Sea Launch platform survives explosion
A massive launch sequence explosion that destroyed a Sea Launch Zenit-3SL rocket and its communications satellite payload near the Equator on Tuesday did not cause serious damage to the company's floating launch platform, Sea Launch said Thursday.
Sea Launch, an international joint venture between the Boeing Corp., Russia's RSC Energia, the Ukrainian rocket-builders Yuzhnoye and Yuzhmash and Norwegian ship-builder Kvaerner, said that an internal investigation into the cause of the explosion was already underway.
A preliminary assessment of the 'Odyssey' launch platform, said a Sea Launch press release 'indicates that, while it has sustained limited damage, the integrity and functionality of essential marine, communications and crew support systems remains intact.'
Tuesday's scheduled launch of the 20-story Ukrainian/Russian-built rocket had just begun when the vehicle appeared to fall over, detonating in a fireball that engulfed the 'Odyssey,' a former oil platform converted into a rocket launch pad by Sea Launch.
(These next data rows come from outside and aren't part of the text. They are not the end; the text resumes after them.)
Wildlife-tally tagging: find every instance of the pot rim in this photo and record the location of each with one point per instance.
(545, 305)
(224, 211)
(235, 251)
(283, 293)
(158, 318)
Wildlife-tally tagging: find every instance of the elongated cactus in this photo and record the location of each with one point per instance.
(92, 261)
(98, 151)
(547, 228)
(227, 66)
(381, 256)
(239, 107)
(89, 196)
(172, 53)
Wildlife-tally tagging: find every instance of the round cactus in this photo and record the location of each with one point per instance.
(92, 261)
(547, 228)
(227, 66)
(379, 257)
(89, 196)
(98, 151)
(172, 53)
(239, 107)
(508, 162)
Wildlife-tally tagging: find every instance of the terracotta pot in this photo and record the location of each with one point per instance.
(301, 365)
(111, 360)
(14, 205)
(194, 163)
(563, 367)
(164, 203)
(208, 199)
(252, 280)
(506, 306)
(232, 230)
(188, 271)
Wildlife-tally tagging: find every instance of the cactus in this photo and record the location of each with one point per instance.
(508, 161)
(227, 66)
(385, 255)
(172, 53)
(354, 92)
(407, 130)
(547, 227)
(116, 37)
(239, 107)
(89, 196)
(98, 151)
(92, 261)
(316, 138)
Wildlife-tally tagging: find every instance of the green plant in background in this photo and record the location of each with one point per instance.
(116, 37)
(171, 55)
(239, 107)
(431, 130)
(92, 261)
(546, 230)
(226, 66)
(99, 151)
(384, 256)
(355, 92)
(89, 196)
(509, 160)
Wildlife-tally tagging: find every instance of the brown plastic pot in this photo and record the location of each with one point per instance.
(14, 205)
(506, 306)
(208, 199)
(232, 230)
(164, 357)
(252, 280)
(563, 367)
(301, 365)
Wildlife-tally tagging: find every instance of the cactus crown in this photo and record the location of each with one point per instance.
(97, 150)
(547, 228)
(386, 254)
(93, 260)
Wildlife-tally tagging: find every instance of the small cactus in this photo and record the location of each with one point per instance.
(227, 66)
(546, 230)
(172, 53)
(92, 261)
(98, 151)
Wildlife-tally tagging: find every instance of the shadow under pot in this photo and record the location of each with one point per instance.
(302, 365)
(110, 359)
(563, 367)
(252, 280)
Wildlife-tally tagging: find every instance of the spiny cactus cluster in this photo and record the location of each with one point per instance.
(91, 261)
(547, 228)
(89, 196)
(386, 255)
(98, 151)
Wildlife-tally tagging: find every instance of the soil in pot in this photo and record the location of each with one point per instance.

The rocket's 13,050-pound NSS 8 communications satellite payload did not survive the explosion.
No one, according to Sea Launch, was hurt during Tuesday's explosion. The 'Odyssey' platform is unmanned during a launch, with the launch team stationed aboard a command ship three miles away.
Both the 'Odyssey' and the Sea Launch command vessel are home-ported in Southern California's Port of Long Beach.
Tuesday's flight would have been the 24th for Sea Launch since debuting in 1999. It was the second total loss of a rocket for Sea Launch.